Stylios, G.K. (2011), "The designing of ideal garments", International Journal of Clothing Science and Technology, Vol. 23 No. 5. https://doi.org/10.1108/ijcst.2011.05823eaa.001
Emerald Group Publishing Limited
Copyright © 2011, Emerald Group Publishing Limited
The designing of ideal garments
Article Type: Editorial From: International Journal of Clothing Science and Technology, Volume 23, Issue 5
I have talked about this important subject before, with government, at conferences, the last research assessment in the UK recognised it as one of the assessment areas, and there have been international conferences (2003) promoting it.
The convergence of design and technology in our discipline as in many others is happening already and I am not trying to make any more arguments for its importance. I am going, however, to consider a specific area that is fundamental and needs more attention for educating the next generation of textile designers. The area that I am talking about is that which defines to the designer the behaviour of their fabrics; the stretching, the shearing, the bending, the compression and the texture of those fabrics that enable them to design excellent, ideal, unique or popular garments (Figure 1).
A garment designer has to have creativity and has to be able to conceptualise and conceive ideas. But these design ideas have to be implemented into a number of garments and exhibited to the public. During the implementation stage the selection of the most appropriate fabric or even better the making of a fabric to suit the conceptual idea of the designer is what makes designers to stand out. Let us look at one example. Recently, a high street designer wanted to make a ladies dress which needed, in her own words, to be make up of fabric pieces that had “fluidity” in upper and frontal parts of the dress and “restriction” in the rear part of the dress. The designer was thinking to make up the garment by choosing different fabrics and stitching them together to realise body fluidity and restriction in the garment parts around the body as conceived in her design conception, but too much stitching and different fabric types were not expressing her original ideal design.
If we technically translate “fluidity” and “restriction” we find that the designer is looking for a fabric type that can drape well and one that is relatively stiffer. So if she is to focus in examining the bending and shearing of the fabric as well as its tensile properties, not she would only be able to go nearer to her design concept, but she would be able to achieve the “ideal design” in the same fabric be altering these properties in parts of the same fabric and thus avoiding stitching all together.
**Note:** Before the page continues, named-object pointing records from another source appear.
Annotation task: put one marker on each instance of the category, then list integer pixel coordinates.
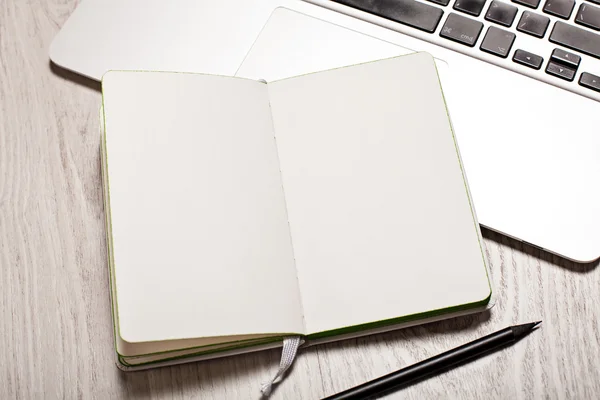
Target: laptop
(524, 98)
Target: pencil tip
(522, 330)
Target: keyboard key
(472, 7)
(566, 58)
(590, 81)
(559, 8)
(528, 59)
(533, 24)
(501, 13)
(497, 41)
(576, 38)
(588, 16)
(529, 3)
(441, 2)
(560, 71)
(461, 29)
(407, 12)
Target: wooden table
(55, 323)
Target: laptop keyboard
(567, 33)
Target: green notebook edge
(279, 337)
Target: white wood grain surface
(55, 325)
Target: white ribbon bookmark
(288, 354)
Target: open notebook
(323, 206)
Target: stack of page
(324, 206)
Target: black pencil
(439, 363)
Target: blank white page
(200, 232)
(380, 218)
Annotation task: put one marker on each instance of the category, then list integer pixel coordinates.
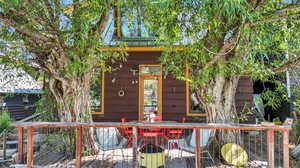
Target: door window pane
(150, 97)
(96, 94)
(195, 105)
(150, 70)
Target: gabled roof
(13, 80)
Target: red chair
(127, 132)
(151, 134)
(174, 134)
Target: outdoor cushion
(108, 138)
(204, 137)
(234, 154)
(191, 146)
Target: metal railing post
(20, 145)
(270, 143)
(4, 144)
(78, 146)
(198, 149)
(285, 149)
(30, 147)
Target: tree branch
(226, 49)
(26, 32)
(289, 64)
(287, 8)
(274, 19)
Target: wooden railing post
(30, 146)
(198, 149)
(270, 143)
(4, 144)
(134, 146)
(78, 146)
(20, 145)
(285, 143)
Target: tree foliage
(226, 37)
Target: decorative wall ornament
(121, 93)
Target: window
(97, 94)
(150, 70)
(193, 106)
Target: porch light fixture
(134, 69)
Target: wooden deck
(116, 158)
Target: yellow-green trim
(187, 88)
(118, 26)
(102, 95)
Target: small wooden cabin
(140, 86)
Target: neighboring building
(18, 91)
(140, 86)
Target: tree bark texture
(72, 97)
(221, 108)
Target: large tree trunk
(72, 97)
(221, 108)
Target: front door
(150, 90)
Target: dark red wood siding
(174, 93)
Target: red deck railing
(268, 130)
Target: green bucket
(151, 156)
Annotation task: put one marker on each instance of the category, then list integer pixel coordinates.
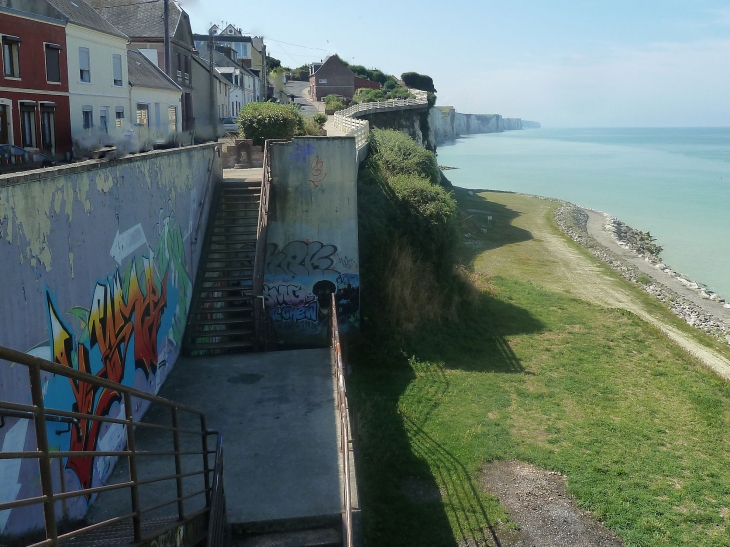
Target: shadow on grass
(489, 225)
(413, 490)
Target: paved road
(297, 89)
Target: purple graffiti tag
(300, 258)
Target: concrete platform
(277, 414)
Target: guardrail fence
(346, 438)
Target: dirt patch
(538, 503)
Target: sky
(609, 63)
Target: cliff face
(446, 124)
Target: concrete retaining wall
(98, 265)
(312, 242)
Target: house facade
(34, 95)
(97, 76)
(250, 52)
(333, 77)
(143, 22)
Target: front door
(4, 132)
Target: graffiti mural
(300, 279)
(300, 258)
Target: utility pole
(167, 40)
(213, 109)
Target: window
(119, 116)
(88, 117)
(53, 63)
(117, 64)
(48, 126)
(104, 119)
(11, 56)
(84, 65)
(4, 136)
(172, 117)
(143, 114)
(27, 125)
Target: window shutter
(53, 63)
(117, 62)
(84, 58)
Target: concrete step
(226, 321)
(240, 344)
(223, 333)
(322, 537)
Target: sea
(672, 182)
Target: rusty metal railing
(142, 532)
(259, 303)
(345, 431)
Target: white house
(97, 67)
(155, 103)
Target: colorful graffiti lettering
(317, 172)
(300, 258)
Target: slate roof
(82, 14)
(144, 73)
(139, 19)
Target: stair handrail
(257, 288)
(346, 439)
(217, 520)
(39, 414)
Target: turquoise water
(672, 182)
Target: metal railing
(345, 431)
(347, 120)
(80, 422)
(259, 303)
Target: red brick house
(34, 98)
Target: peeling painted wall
(98, 264)
(312, 242)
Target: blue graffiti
(294, 313)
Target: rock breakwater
(573, 221)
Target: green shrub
(334, 102)
(418, 81)
(427, 219)
(261, 121)
(397, 154)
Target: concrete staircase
(221, 316)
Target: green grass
(533, 373)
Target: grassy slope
(532, 372)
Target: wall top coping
(24, 177)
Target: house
(97, 76)
(34, 102)
(244, 84)
(211, 100)
(333, 77)
(250, 51)
(144, 23)
(155, 99)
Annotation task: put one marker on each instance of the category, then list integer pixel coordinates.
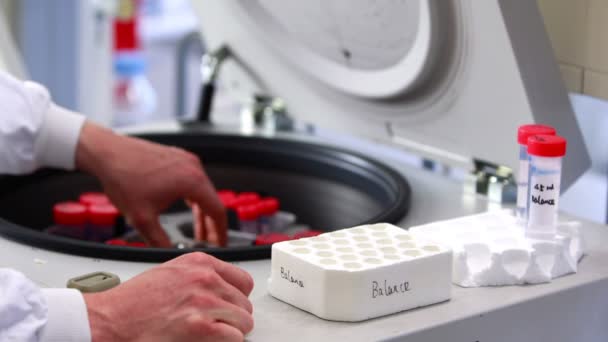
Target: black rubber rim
(323, 158)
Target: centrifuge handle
(206, 101)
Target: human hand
(142, 179)
(194, 297)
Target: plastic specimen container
(70, 220)
(248, 218)
(523, 133)
(102, 220)
(90, 198)
(546, 154)
(268, 208)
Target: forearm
(34, 132)
(94, 148)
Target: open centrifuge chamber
(450, 80)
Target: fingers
(151, 230)
(235, 276)
(232, 295)
(230, 273)
(205, 196)
(226, 333)
(220, 324)
(233, 316)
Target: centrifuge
(391, 85)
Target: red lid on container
(126, 27)
(226, 197)
(248, 197)
(307, 233)
(224, 192)
(270, 238)
(70, 213)
(103, 214)
(526, 131)
(247, 212)
(268, 206)
(90, 198)
(547, 146)
(116, 242)
(242, 199)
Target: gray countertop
(434, 197)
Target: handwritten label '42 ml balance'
(539, 199)
(286, 274)
(384, 289)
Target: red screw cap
(90, 198)
(547, 146)
(226, 196)
(526, 131)
(70, 213)
(245, 198)
(270, 238)
(116, 242)
(103, 214)
(247, 212)
(268, 206)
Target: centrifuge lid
(450, 79)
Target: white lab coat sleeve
(34, 132)
(67, 319)
(28, 314)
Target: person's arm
(143, 178)
(34, 132)
(140, 177)
(29, 314)
(195, 297)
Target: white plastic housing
(491, 249)
(360, 273)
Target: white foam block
(360, 273)
(491, 249)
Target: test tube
(102, 219)
(248, 218)
(90, 198)
(268, 208)
(546, 154)
(523, 133)
(70, 220)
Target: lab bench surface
(570, 308)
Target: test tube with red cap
(248, 218)
(546, 154)
(523, 133)
(268, 208)
(90, 198)
(228, 199)
(102, 220)
(70, 220)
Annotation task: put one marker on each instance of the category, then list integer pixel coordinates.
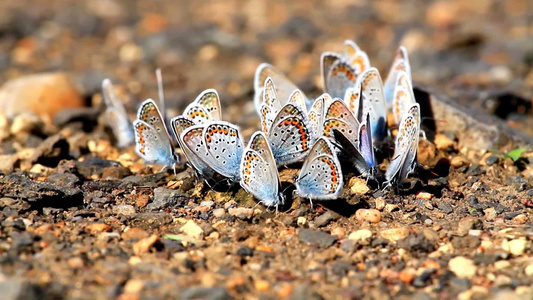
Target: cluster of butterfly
(348, 122)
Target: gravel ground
(82, 219)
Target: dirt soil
(81, 219)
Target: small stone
(358, 186)
(338, 231)
(124, 209)
(424, 196)
(145, 244)
(529, 270)
(326, 218)
(516, 247)
(75, 262)
(467, 223)
(218, 212)
(502, 264)
(502, 280)
(380, 203)
(391, 207)
(407, 275)
(44, 94)
(245, 251)
(98, 227)
(316, 237)
(462, 267)
(491, 160)
(241, 212)
(394, 234)
(370, 215)
(442, 142)
(26, 122)
(262, 285)
(301, 221)
(191, 229)
(133, 286)
(361, 235)
(458, 161)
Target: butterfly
(400, 63)
(337, 74)
(152, 141)
(289, 135)
(372, 103)
(217, 145)
(205, 108)
(403, 161)
(339, 117)
(259, 174)
(116, 116)
(283, 86)
(356, 57)
(317, 115)
(179, 124)
(320, 177)
(360, 150)
(403, 96)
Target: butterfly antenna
(161, 94)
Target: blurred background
(480, 52)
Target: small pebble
(370, 215)
(462, 267)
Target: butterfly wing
(149, 145)
(400, 63)
(349, 147)
(373, 103)
(259, 175)
(297, 98)
(352, 97)
(179, 125)
(284, 87)
(405, 148)
(403, 96)
(320, 177)
(338, 74)
(316, 115)
(116, 116)
(149, 113)
(356, 57)
(289, 135)
(197, 113)
(224, 146)
(366, 147)
(339, 116)
(210, 101)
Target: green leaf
(516, 153)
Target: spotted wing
(339, 116)
(284, 87)
(179, 125)
(149, 113)
(373, 103)
(116, 115)
(338, 75)
(404, 147)
(400, 63)
(224, 146)
(259, 174)
(320, 177)
(352, 98)
(210, 101)
(149, 145)
(289, 135)
(297, 98)
(356, 57)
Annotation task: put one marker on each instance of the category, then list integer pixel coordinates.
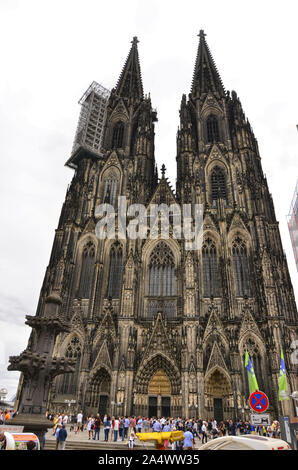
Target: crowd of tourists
(120, 428)
(6, 414)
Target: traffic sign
(258, 401)
(260, 420)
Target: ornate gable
(211, 102)
(113, 160)
(159, 341)
(103, 357)
(163, 194)
(237, 223)
(214, 325)
(216, 359)
(209, 223)
(120, 111)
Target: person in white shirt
(204, 432)
(79, 421)
(90, 427)
(116, 429)
(65, 420)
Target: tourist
(79, 422)
(132, 424)
(106, 427)
(188, 440)
(140, 424)
(157, 426)
(2, 441)
(116, 429)
(204, 432)
(146, 425)
(31, 445)
(58, 428)
(96, 428)
(90, 427)
(121, 428)
(62, 435)
(131, 440)
(126, 426)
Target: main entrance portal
(159, 400)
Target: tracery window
(118, 134)
(241, 270)
(87, 270)
(212, 129)
(218, 184)
(69, 382)
(115, 273)
(210, 269)
(256, 359)
(161, 272)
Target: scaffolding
(293, 224)
(89, 133)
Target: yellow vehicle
(248, 442)
(160, 437)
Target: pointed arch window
(87, 271)
(218, 184)
(162, 272)
(210, 269)
(212, 129)
(110, 189)
(241, 270)
(256, 359)
(118, 134)
(115, 273)
(69, 382)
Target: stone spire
(206, 77)
(130, 81)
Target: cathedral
(155, 329)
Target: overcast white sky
(50, 53)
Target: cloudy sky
(52, 50)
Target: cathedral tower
(157, 329)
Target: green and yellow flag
(252, 380)
(282, 380)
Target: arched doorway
(218, 395)
(157, 390)
(159, 395)
(100, 392)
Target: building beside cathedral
(157, 329)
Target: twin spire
(130, 82)
(205, 78)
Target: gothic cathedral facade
(156, 329)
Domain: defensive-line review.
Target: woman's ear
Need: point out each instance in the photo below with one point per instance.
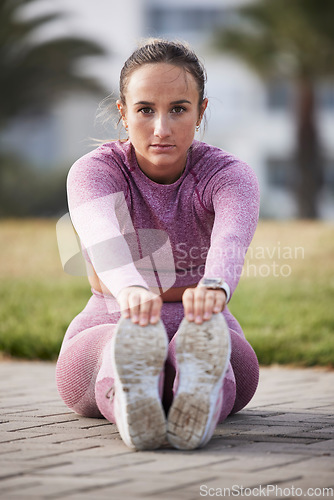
(203, 108)
(120, 108)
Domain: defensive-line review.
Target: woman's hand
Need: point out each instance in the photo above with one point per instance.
(139, 304)
(200, 303)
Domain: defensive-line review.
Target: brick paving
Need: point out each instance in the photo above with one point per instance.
(284, 439)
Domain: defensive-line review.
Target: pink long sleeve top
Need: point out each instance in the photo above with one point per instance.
(137, 232)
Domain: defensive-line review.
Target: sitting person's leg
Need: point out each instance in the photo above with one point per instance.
(81, 354)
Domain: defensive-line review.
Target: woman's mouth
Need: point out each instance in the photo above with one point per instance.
(162, 147)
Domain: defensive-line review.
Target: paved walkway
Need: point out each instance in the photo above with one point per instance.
(284, 439)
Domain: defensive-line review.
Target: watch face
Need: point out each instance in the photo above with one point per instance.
(211, 281)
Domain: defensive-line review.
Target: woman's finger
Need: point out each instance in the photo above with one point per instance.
(188, 303)
(199, 300)
(134, 305)
(155, 309)
(209, 304)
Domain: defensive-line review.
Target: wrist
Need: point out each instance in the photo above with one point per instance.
(216, 284)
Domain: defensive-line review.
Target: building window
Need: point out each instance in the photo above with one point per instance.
(176, 20)
(281, 173)
(279, 95)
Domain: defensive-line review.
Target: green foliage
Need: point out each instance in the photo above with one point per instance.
(33, 76)
(35, 314)
(28, 191)
(285, 324)
(287, 320)
(280, 37)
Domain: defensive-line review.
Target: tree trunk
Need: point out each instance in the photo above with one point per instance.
(309, 162)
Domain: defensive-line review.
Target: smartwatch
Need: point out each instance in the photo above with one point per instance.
(216, 284)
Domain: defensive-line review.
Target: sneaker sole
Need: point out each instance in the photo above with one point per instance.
(202, 353)
(138, 355)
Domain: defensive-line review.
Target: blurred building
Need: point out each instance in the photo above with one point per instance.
(245, 116)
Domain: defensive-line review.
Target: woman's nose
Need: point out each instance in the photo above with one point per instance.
(162, 127)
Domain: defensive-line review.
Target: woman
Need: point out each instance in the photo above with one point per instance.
(165, 222)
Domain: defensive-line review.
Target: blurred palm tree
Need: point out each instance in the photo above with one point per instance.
(293, 39)
(33, 76)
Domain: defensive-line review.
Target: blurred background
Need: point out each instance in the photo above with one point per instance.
(270, 85)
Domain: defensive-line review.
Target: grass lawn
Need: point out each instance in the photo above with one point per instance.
(284, 300)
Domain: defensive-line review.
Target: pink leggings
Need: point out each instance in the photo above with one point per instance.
(90, 333)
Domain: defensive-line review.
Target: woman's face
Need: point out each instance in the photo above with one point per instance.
(161, 112)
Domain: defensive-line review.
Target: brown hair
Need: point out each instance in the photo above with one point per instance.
(155, 50)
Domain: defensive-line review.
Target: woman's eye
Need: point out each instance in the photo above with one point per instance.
(146, 111)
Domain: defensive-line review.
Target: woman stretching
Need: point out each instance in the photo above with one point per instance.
(165, 222)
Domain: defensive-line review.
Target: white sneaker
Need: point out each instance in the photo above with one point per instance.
(138, 356)
(202, 354)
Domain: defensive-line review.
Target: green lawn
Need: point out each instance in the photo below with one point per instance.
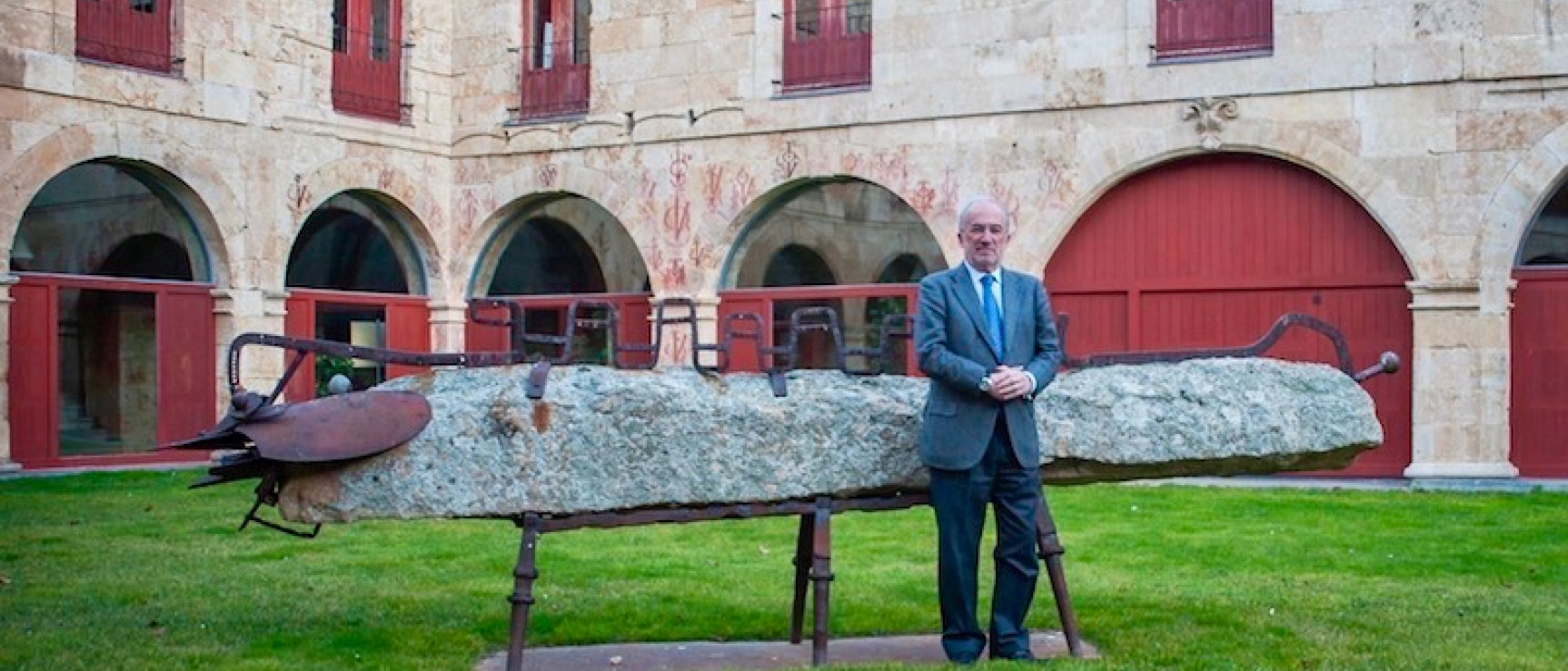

This is just an example for highlighting the importance of fabric properties in design; there are many other examples, even in technical textiles, which warrant the same argument.
But how can we bridge, fuse and cultivate this knowledge when in most of our design courses important aspects such as “fabric properties” are discarded as technical or at best “brushed through”. If we want to produce the designers of the future, if we want to enrich our living with talent that exists in our colleges, we have to responsibility not only to cultivate their creativity but to provide them with the basic tools to implement their creativity into “ideally designed garments”. How poor the Burial of the Count of Orgaz (1586-1588) (Figure 2) would have been if El Greco was not taught the properties of canvas and the use of brushes and paints.
To achieve this we need know-how, appropriate equipment and of course research. The equipment that measures these properties already exists in some institutions and we ought to help each other in measurement of fabric properties. I have in the past helped projects by offering to measure fabrics at my own institution, others have done the same. IJCST can help to increase knowledge by encouraging papers in the area of design/technology and especially in garment design/fabric properties, with a possible special issue if there is enough interest.
Finally, and outside this editorial please note that the submission of your papers can now be done on line. This is another major development which along the increase of pagination from 25 to 30 papers would improve the paper publication process of the IJCST.
INTEDEC 2003, Fibrous Assemblies at the Design and Engineering Interface, ISBN No. 0-9546162-0-0.
Santo Tome, Toledo.
At Heriot Watt University we have the Kawabata, the FAST and can access the FAMOUS.